Soon, there will be no major difference between high-end smartphone, and entry-level smartphone. All thanks to the slimmed down version of Google’s mobile OS, Android Go. Guess where entry-level smartphones are popular; well, the developing countries.
Then, do you remember how Google has been singing all along that the next 500 million users will come from countries such as India (developing nations)? Well, with Android Go, Google is actually putting that fact into motion to becoming a reality. To Google, the huge number of potential users living in developing countries present a big growth opportunity.

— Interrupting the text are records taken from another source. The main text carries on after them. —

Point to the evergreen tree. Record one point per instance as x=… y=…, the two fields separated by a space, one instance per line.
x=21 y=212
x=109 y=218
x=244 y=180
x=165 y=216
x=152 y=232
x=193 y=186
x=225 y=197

Just so you know how serious Google takes the developing countries market, the company has a dedicated Next Billion Users team tasked with developing products and services just for the Indian market. The team is being led by Caesaer Sengupta, and has so far produced solutions like Tez, a payment services operating as a minimalist app that connects the user(s) to government’s UPI interface to facilitate seamless banking. The team is also behind Files Go, a lightweight application that helps users manage files stored on their phones, locate the best free public Wi-Fi out of the hundreds accessible in your locality.
Perhaps the best product yet out of the Next Billion Users team is the Android Go, a slimmed down, lightweight version of Android OS optimized to run smoothly on entry-level devices. Though this is not the first time Google is endeavoring to release a lightweight Android. The first attempt was with Android One, but Android Go is touted to have reimagined the budget users segment.
During his visit to India last year, Google CEO Sundar Pichai said his ideal budget smartphone should cost somewhere around $30. Something Pichai and team thinks will make the many millions of Indians considering to get their first smartphone, do so affordably and rapidly.
The major difference between Android Go and the regular Android is that the former has several tweaks to make it run smoothly in devices with less powerful hardware. Android Go is actually built on Android 8.1 Oreo but with much more advanced data management features at a system-wide level. Users using Android Go devices will have better control of their data usage.
The platform also comes with Google Play Protect right out of the box. A mobile security system that users machine learning to protect you from malicious apps on your phone; it regularly scans all your installed apps.
Android Go comes with an assortment of slimmed downs apps
The lightweight OS comes packed with equally lightweight versions of Google apps, including YouTube Go, and Maps Go. The OS is meant to run smoothly on phones with less than 1GB RAM.